Agreement on a research project to identify the best production conditions of the cannabis plant

Cannabis Plant Research Agreement

Cannabis Sativa L produces a large range of active substances with great pharmacological interest. Genetic improvement has made it possible to fix genetic traits associated to the production of specific constituents, and in particular of individual cannabinoids. Products destined for pharmacological use must be highly standardised as per specific regulations: this means that it is essential to control all factors that could influence variations in the productivity of Cannabis Sativa.

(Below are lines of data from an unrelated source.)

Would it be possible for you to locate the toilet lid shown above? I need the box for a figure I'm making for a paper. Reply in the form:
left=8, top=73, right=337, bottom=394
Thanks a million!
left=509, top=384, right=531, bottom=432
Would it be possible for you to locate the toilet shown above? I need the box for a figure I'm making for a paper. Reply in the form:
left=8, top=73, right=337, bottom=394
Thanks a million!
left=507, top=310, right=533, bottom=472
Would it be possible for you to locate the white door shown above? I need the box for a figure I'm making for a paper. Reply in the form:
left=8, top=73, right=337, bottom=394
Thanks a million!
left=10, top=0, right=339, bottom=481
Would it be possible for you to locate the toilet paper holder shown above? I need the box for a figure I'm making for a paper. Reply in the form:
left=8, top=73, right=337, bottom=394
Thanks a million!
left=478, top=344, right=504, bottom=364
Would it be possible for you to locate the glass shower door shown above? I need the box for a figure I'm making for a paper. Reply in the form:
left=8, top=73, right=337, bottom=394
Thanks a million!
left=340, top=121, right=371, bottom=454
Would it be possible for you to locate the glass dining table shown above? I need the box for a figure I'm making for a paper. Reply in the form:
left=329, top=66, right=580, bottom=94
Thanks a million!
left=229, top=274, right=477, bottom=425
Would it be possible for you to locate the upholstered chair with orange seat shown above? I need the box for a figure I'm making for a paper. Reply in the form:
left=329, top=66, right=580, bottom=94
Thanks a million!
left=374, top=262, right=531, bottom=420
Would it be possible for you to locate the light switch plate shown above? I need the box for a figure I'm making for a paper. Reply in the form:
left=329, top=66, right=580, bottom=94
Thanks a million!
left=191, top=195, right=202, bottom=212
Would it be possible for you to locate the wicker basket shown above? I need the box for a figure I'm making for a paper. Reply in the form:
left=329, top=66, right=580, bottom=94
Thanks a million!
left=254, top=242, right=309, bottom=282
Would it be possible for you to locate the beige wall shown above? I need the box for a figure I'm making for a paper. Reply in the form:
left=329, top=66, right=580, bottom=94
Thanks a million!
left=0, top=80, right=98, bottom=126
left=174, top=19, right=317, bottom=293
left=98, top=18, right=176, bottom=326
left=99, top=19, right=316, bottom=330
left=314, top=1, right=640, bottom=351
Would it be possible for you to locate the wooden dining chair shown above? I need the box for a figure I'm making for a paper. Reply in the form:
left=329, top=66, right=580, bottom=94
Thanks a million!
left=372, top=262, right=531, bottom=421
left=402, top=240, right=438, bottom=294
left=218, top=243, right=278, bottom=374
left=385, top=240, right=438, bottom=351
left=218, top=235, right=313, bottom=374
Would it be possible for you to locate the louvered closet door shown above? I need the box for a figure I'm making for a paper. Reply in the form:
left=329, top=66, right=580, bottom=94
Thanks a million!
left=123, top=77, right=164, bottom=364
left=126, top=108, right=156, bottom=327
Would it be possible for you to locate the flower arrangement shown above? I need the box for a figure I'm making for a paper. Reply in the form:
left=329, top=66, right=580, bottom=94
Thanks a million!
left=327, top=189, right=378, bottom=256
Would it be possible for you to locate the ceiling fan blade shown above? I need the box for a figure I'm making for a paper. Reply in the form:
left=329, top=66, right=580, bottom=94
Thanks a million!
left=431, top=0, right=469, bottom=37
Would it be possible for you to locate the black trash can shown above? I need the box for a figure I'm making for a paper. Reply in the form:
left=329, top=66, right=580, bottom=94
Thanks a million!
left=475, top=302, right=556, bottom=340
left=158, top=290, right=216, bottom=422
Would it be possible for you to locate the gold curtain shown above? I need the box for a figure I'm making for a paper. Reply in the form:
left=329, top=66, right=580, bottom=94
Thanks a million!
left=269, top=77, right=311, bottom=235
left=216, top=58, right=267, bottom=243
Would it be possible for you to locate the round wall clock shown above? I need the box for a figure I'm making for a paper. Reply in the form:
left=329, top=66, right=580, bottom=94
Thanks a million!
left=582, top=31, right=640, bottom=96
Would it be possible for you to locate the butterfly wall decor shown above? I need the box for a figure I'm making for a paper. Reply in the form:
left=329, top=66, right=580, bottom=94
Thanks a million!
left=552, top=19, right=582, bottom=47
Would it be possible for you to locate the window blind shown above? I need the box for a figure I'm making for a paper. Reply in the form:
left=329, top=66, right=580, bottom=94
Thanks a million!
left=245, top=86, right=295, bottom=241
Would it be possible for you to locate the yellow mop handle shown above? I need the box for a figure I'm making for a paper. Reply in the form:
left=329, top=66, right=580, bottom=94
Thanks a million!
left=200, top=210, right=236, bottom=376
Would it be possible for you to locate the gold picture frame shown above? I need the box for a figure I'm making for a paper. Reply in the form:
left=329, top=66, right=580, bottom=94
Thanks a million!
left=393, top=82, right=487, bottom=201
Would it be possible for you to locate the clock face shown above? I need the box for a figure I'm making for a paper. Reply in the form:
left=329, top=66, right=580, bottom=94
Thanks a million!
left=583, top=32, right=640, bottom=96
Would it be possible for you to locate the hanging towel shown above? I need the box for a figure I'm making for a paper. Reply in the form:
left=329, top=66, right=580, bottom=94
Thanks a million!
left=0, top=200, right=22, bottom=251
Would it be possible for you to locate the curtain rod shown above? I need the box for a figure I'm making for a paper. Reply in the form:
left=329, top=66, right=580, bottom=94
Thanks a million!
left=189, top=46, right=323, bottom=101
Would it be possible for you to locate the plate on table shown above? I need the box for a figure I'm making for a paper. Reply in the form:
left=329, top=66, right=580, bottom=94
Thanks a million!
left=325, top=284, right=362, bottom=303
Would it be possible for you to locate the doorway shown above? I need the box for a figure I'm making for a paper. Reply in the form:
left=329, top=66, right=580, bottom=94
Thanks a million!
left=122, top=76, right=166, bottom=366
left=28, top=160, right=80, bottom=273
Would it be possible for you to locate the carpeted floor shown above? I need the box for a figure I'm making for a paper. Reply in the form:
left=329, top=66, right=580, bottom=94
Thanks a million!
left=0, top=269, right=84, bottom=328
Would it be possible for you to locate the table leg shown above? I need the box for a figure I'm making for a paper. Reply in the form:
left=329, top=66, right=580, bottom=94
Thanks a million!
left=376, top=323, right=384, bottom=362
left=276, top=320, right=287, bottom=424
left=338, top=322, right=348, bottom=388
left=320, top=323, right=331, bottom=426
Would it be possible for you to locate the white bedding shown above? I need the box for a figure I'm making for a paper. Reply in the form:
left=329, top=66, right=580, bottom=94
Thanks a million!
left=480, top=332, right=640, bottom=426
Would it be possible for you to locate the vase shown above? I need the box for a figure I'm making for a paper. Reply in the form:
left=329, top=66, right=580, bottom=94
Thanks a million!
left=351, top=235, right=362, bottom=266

The conditions in which the plants are grown play an essential role in ensuring their maximum productivity and a constant active substance content. Thus we created artificial growing areas in which light, temperature and moisture are kept under control. By optimising the growing techniques and using balanced fertilisers, specialised businesses reached a tetrahydrocannabinol (THC) yield that would have been unthinkable even a few years ago.

The purpose of the clones selected by CRA-CIN is to produce single cannabinoids, but their productivity when grown in an artificial environment in conditions that are optimum for the Cannabis Sativa plant is unknown, especially the length of their growth cycle. The base protocol for the cultivation of Cannabis Sativa plants are the “Best practices for the cultivation of medicinal plants” In order to define the complete cultivation technique – composed of specific environmental parameters, the availability of nutrients, the irrigation frequency and the additives that can be used to keep the plants in the best conditions of health – we plan to agree with Phytoplant on a specific experimental protocol for each of the clones (genotypes). We will initially use clones CRo-13 and CRo-16 whose characteristic is a height compatible with the space available between the tables and the ceiling lamps of the grow room. We will also evaluate specimens with a longer development cycle (CRo-4 and CRo-5) to ascertain whether there is a connection between the duration of the growth cycle and cannabinoid content. The number of clones necessary for the collection of the required experimental data will be grown according to the doses, the types, and the mode of administration.

The room used contains 12 tables of adjustable height, on which 12 plants can be grown. Each table contains 4 different drip feeder lines that will enable the distribution of 4 different nutrient solutions. During the plants’ development cycle, environmental parameters (temperature and humidity) will be regularly monitored via a data logger. When the plants are near maturity we will collect samples which will be analysed with a chromatograph to evaluate the concentration of the substances under review (cannabinoids and terpenes). Once the optimum moment has been identified, all plants will be harvested with the collection of biometric parameters (height, stem diameter, colour of leaves). Plants will be dried and the other production parameters will be collected (biomass weight, proportion of flowers and stalks).

A sample of sufficient size to validate the assumptions will be analysed for its chemical components and the concentration of chemical traces and heavy metals. The productivity of the different clones will be compared, and the relevant cost of energy and other production factors may be recorded to evaluate their incidence on the final production cost. The expected result is the definition of growing protocols for the Cannabis Sativa clones selected by CRA-CIN and the evaluation of the effects on these plants of the various products selected by Phytoplant.